Hightower Expo Hall plans may be just more corporate welfare

Part of the collateral damage of the opening of Shreveport’s convention center concerns the fate of the city’s Exposition Hall. The facility has run well short of capacity or breakeven in supporting itself financially for some time. Until the opening of the Convention Center, whether it contributed financially didn’t matter so much because the city needed a location to stage certain events of its own.

But now the city apparently has signaled that it plans to shift those kinds of activities to the Center and has declared the Hall superfluous, by trying to shop it around leased out for purposes of economic development. Not only does this reflect curiously on the city’s financial priorities, but its intended use for economic development itself poses serious questions.

Mayor Keith Hightower wants to lease the Hall for a rock-bottom price for 15 years for two purposes. First, it costs the city about $400,000 annually to maintain the property and is used but around 25 percent of the time according to city officials. By having a private concern pick up the maintenance tab, the city saves hundreds of thousands of dollars. Second, he wants to rent it out for use it as a movie production stage to complement the heightened interest in Shreveport as a film location, and perhaps to extend this interest to keep productions displaced from shooting in New Orleans to stick around here or to come back.
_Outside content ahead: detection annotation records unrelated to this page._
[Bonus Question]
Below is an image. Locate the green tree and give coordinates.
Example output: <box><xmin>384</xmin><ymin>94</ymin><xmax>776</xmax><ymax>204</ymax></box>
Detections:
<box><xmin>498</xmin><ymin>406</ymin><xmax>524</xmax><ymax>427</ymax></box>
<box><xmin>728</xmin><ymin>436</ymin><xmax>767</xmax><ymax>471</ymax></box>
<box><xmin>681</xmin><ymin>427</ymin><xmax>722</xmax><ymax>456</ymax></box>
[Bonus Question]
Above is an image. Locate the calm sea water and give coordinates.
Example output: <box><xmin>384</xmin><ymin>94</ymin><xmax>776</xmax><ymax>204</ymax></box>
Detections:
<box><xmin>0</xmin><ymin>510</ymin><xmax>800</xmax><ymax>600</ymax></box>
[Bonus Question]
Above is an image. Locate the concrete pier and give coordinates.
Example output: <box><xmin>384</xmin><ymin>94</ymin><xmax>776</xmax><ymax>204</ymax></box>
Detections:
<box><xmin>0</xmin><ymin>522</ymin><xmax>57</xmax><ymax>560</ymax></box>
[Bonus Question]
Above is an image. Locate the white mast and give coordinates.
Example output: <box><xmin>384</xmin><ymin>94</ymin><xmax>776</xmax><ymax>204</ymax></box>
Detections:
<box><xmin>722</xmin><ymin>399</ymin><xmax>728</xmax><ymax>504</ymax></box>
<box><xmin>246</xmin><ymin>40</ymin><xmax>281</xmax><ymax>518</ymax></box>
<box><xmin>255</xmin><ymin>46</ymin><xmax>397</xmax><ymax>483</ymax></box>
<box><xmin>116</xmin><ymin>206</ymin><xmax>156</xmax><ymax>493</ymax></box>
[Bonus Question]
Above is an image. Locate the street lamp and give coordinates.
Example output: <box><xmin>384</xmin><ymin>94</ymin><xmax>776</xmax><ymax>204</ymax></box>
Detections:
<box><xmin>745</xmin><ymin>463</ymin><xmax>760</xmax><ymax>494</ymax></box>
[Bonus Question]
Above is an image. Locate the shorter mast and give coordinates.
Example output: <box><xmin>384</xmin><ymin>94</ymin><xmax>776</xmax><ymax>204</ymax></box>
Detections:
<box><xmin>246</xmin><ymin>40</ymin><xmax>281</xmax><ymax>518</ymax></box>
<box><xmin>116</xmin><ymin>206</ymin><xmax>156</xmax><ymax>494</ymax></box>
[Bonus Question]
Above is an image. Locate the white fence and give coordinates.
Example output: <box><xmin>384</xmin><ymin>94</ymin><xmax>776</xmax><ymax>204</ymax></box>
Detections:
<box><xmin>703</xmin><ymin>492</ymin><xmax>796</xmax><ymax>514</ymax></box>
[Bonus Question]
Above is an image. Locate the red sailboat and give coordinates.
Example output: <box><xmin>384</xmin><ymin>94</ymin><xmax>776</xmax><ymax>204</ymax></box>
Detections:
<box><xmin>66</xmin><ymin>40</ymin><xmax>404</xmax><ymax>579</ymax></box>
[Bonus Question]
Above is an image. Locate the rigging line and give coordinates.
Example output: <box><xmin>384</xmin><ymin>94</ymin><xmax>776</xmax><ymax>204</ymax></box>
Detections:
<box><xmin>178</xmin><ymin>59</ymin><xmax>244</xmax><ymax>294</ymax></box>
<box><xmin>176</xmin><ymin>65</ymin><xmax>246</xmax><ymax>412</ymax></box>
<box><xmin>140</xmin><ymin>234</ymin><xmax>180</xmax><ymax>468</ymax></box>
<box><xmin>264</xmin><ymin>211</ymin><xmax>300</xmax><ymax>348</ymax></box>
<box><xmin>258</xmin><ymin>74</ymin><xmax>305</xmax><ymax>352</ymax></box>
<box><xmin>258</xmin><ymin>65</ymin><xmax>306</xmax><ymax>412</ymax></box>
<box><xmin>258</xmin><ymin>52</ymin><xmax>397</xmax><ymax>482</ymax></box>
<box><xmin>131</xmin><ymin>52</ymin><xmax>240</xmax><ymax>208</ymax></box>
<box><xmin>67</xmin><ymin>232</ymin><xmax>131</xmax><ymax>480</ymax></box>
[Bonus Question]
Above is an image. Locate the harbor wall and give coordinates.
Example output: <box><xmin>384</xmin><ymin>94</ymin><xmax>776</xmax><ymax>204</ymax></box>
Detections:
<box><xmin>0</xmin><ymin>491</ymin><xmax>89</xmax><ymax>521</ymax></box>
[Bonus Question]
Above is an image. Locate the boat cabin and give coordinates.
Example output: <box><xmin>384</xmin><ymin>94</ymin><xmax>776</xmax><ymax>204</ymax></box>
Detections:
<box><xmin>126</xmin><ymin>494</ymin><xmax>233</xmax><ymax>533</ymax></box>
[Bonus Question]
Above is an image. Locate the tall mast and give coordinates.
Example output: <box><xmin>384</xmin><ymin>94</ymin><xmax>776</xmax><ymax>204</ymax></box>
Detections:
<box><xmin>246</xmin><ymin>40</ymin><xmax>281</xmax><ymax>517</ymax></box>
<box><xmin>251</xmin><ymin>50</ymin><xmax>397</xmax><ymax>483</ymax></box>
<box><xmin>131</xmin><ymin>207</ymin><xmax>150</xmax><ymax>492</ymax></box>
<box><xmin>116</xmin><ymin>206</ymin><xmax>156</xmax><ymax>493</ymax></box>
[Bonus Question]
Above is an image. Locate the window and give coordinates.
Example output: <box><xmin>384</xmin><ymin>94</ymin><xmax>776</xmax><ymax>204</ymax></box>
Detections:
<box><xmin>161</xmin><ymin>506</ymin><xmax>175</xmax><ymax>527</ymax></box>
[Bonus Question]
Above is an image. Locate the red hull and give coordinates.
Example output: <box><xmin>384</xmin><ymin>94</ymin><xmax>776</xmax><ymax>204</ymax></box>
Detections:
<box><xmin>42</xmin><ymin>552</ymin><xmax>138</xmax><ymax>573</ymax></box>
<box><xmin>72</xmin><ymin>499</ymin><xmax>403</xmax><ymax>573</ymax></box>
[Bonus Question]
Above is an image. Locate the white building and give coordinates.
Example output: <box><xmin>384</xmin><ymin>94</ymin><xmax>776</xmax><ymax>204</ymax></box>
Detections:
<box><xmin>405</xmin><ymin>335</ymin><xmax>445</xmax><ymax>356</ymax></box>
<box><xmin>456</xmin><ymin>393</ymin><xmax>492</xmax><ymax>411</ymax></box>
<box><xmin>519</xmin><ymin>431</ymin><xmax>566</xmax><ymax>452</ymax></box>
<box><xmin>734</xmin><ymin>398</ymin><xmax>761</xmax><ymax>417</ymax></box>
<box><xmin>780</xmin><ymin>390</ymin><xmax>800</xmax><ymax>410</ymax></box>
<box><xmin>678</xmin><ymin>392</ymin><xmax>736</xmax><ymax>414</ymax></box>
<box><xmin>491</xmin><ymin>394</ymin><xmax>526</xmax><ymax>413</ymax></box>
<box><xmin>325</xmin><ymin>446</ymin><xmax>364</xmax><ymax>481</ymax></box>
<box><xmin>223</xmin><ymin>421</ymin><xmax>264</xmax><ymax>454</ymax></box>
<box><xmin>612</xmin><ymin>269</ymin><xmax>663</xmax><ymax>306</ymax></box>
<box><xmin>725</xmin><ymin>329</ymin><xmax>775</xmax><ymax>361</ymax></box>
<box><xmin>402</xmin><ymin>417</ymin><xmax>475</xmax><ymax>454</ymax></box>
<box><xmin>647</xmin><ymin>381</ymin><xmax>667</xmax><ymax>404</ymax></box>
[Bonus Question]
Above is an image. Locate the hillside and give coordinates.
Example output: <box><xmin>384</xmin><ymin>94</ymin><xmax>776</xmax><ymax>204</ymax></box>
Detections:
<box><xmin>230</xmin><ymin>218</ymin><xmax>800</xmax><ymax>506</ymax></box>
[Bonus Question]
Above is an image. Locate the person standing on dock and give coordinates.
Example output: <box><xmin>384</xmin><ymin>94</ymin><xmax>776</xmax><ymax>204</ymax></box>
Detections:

(There’s an interesting discrepancy here, because Shreveport’s 2005 budget claimed the Hall was used 58 percent of the time in 2004. This may be due to the fact that a number of users have their rental fees waived, and that may have been what was meant by the 25 percent figure, paying users. It’s hard to believe usage plunged that much in 2005. In any event, rental fees for all city structures, not just the Hall, accounted for only around $300,000 annually the past few years. Also, the 2005 budget notes a number of capital improvements needed for the Hall, totaling hundreds of thousands of dollars more in future expenditures.)

The financial consideration is a bit shortsighted. It seems curious that an administration that plans to blow $150 million on a dubious convention center and exceptionally dubious publicly-owned hotel, and tens of millions more on a sludge conversion contract that ended up financially benefiting Hightower allies, can be so concerned about a less than $400,000 or so yearly drain on the city’s coffers (unless it’s to cover losses stemming from the hotel that taxpayers will have to pick up).

Those users of the Hall who pay also have complained, since many do not have gatherings of the size to make renting the Center cost effective. Some have threatened for their meetings to head over to Bossier City which has taken a less penny-wise, pound-foolish approach by retaining its Civic Center even as its CenturyTel Center loses money.

Simultaneously, the idea to lease out the Hall for stage purposes also seems rather half-baked. Primarily, as a local industry insider recently pointed out, that kind of work typically is not done on location except for smaller, independent makers. Still, the idea might have merit if there were more of an infrastructure to entice major studios to haul non-local actors to Shreveport to do the inside work, as long as they are there for location work.

In fact, that may be on the horizon. Bossier Parish Community College is implementing a program to train workers for the film industry. Certainly this would increase chances of more productions coming this way that want the use of stage facilities (provided the state continues its corporate welfare for the film industry, which actually drains the state treasury more than it indirectly brings in). Shreveport even could offer, as part of the lease, to allow BPCC to use this envisioned one for its educational purposes.

However, at best this constitutes only a short-term solution. BPCC will not want to spread inefficiently its resources geographically and no doubt should move to have its own production facilities built as quickly as it can. And then the contemplated Shreveport complex would have state-subsidized competition that likely would make it a losing proposition that no lessee concerned about making a profit along these lines would want to touch and the city is back to square one.

Balancing the desires of smaller organizations that use the Hall against a doubtful plan which, if anything, would turn into Shreveport’s own version of corporate welfare (with some interest hitting the jackpot with essentially a free building), Hightower needs to scrap this idea.